FRA’s Safety Bulletin 2023-05 emphasizes three central points. First, is that railroad companies have got to do a better job of identifying pinch points in their tracks where conductors are at risk of coming into contact with buildings, equipment, or rail cars/locomotives in adjacent tracks. Secondly, there is an obvious need for railroads to provide adequate training to the front-line employees as to how to properly and safely train newly hired employees. Finally, Safety Notice 2023-05 points out the need to establish a guideline for the level of work experience needed for a conductor to qualify as a proper instructor of trainees. In this case, the conductor working with the now-deceased trainee had less than one year experience on the railroad when he was trusted with the safety of a student conductor.

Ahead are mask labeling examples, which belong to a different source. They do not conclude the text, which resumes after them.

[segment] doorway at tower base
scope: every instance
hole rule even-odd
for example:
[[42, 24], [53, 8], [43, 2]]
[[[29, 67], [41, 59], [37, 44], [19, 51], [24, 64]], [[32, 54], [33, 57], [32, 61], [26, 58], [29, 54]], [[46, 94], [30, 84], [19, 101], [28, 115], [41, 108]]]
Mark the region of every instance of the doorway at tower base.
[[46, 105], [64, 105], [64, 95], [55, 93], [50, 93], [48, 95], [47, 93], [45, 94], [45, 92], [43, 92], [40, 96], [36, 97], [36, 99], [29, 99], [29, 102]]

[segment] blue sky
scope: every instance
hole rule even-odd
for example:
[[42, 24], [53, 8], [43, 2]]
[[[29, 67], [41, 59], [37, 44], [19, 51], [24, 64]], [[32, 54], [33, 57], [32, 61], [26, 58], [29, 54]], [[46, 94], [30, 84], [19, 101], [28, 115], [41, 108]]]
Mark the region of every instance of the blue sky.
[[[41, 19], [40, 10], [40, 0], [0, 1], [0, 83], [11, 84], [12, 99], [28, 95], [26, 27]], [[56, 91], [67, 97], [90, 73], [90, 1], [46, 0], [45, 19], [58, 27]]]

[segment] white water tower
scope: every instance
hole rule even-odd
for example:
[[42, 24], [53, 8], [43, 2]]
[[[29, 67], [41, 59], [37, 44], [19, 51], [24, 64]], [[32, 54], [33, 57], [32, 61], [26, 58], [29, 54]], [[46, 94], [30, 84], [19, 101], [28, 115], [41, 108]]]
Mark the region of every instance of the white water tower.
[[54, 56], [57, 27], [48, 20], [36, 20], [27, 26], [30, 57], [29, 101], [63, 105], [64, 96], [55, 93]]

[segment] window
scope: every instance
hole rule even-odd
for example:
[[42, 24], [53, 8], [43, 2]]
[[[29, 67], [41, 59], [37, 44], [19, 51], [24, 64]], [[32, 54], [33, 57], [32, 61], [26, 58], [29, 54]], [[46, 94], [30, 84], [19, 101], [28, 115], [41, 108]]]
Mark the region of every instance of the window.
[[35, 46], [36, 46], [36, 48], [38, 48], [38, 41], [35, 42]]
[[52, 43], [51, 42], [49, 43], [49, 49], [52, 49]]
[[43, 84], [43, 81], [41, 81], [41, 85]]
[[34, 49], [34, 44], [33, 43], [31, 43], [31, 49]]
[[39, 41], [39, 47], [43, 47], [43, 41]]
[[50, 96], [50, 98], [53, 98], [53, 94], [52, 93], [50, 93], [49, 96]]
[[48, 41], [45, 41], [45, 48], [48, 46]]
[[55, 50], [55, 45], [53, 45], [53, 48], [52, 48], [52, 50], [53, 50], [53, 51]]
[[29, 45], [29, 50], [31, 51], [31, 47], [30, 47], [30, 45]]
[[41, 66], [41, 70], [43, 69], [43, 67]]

Close clearances in railroading are quite simply that. They are pinch points where the rail cars can fit without a problem but that a conductor or trainman riding the side of the car may not. In some rail customer industries, these close clearance points are clearly marked with signs that say “Close Clearance, Stop and Dismount.” Occasionally you can find one of these signs in a yard owned by the railroad itself, but for the most part, the railroads leave decisions on whether or not a close clearance is too close up to the muscle memory of the employee conducting the move.

What the FRA is saying in this bulletin, and that SMART-TD fully agrees with, is that time and effort needs to be put in on the part of these billion-dollar corporations to do studies of their rail yards to establish where these pinch points occur and make them known to employees. The railroads must properly identify and label these close clearances for the safety of all their employees, especially their newly hired conductors who are still learning the territory.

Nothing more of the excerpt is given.